Büyürken oldukça sıkı sıkıya bağlı bir ailenin parçası olmama rağmen, Anneler Günü ve Babalar Günü bana hep biraz hüzünlü gelmiştir. Zaman geçtikçe ve yaşlandıkça aile kutlamalarından uzaklaştık. Yine birlikte özel bir şeyler yapardık ama ebeveyn tatillerinde birlikte geçirilen diğer tatillerden farklı bir enerji vardı. Her zaman geçmişle ilgili hikayeleri anımsayarak ve anlatarak sona erdik. Güzel günler bitmiş gibi geldi, iyi bir kitabı kapattıktan sonra, bittiği için memnuniyetinin pişmanlıkla karıştığı o an gibi. Bir boşluk lekesi var.
Yakın zamana kadar, o günlerde tam olarak ne hissettiğimi tam olarak kestiremiyordum ama filmde bir replik var. Bahçe Devlet aile “aynı hayali yeri özleyen bir grup insan” olarak tanımlandığında. Bunu söylüyor. Sanırım hepimiz ailemizin aynı idealize edilmiş halini kaçırdık.
Bu hikaye bir tarafından gönderildi babacan okuyucu. Hikayede ifade edilen görüşler, başkalarının görüşlerini yansıtmamaktadır. babacan yayın olarak. Bununla birlikte, hikayeyi basıyor olmamız, onun ilginç ve okumaya değer olduğuna dair bir inancı yansıtıyor.
Eşim ve benim iki güzel kızım var. Ve her birini kutladığımızda Anneler Günü ve Babalar Günü, nasıl olduğunu ve eskiden nasıl olduğunu hatırlatıyor. Bu sefer diğer tarafta, kızlarımın büyümesini izliyorum. Ve benim ve onun istediği şey yakınlık. Karım ve ben her gün çocuklarımıza ne kadar yaklaşırsak, onlar da o kadar uzaklaşmaya çalışırlar. Küçük yaşta bile - biri beş, diğeri üç - sınırları zorluyorlar. Bazen onları kollarımıza sarmaya ve öpücüklerle kucaklamaya çalıştığımızda güreşip uzaklaşıyorlar.
Keşke hiç yaşlanmasalar ama yaşlanacaklar. Ve bekleyemezler.

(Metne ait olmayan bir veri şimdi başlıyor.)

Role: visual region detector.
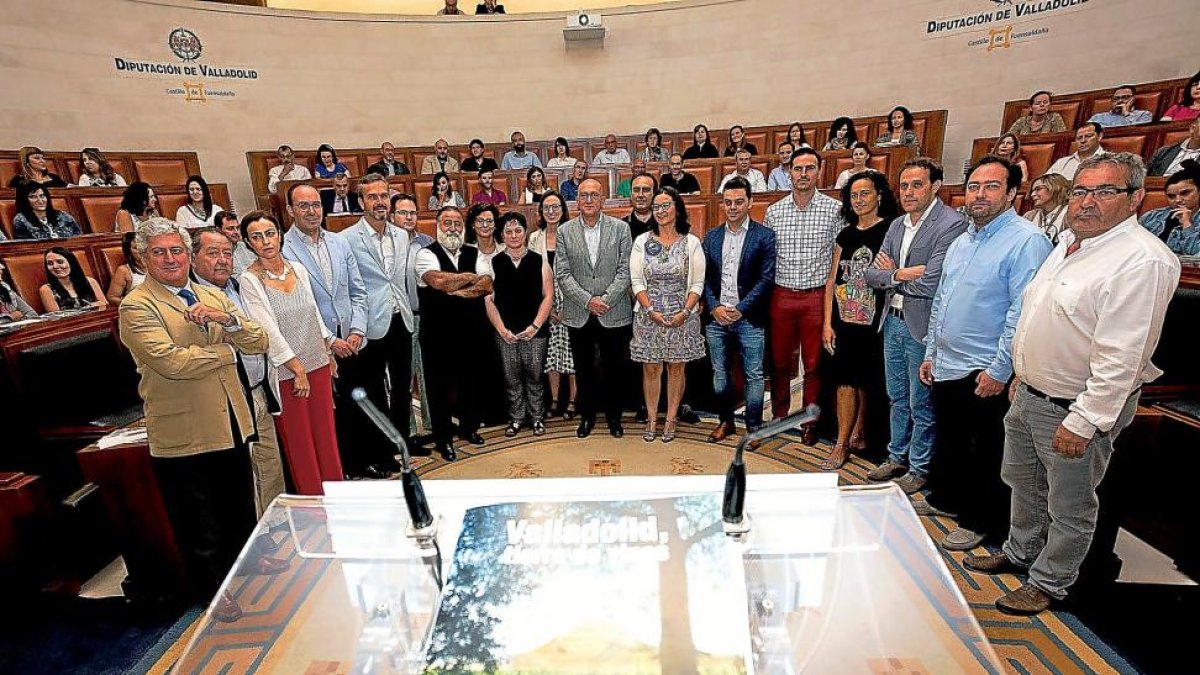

Sanırım şimdi nedenini biliyorum Anneler Günü ve Babalar Günü biraz hüzünlüydü. Tatiller boş bir jest. Sürdürülmesi imkansız bir yakınlığı korumaya çalışıyoruz. Çocuklarım için bu günler muhtemelen zorunlu hissetmeye başlayacak. Bunu her zaman, çocuklarımla vakit geçirmenin garanti olduğu bir an ve onların etrafımda olmaktan başka bir şey istemedikleri günleri hatırlama fırsatı olarak göreceğim. Çocuklarım tam olarak aynı şekilde görmeyecekler.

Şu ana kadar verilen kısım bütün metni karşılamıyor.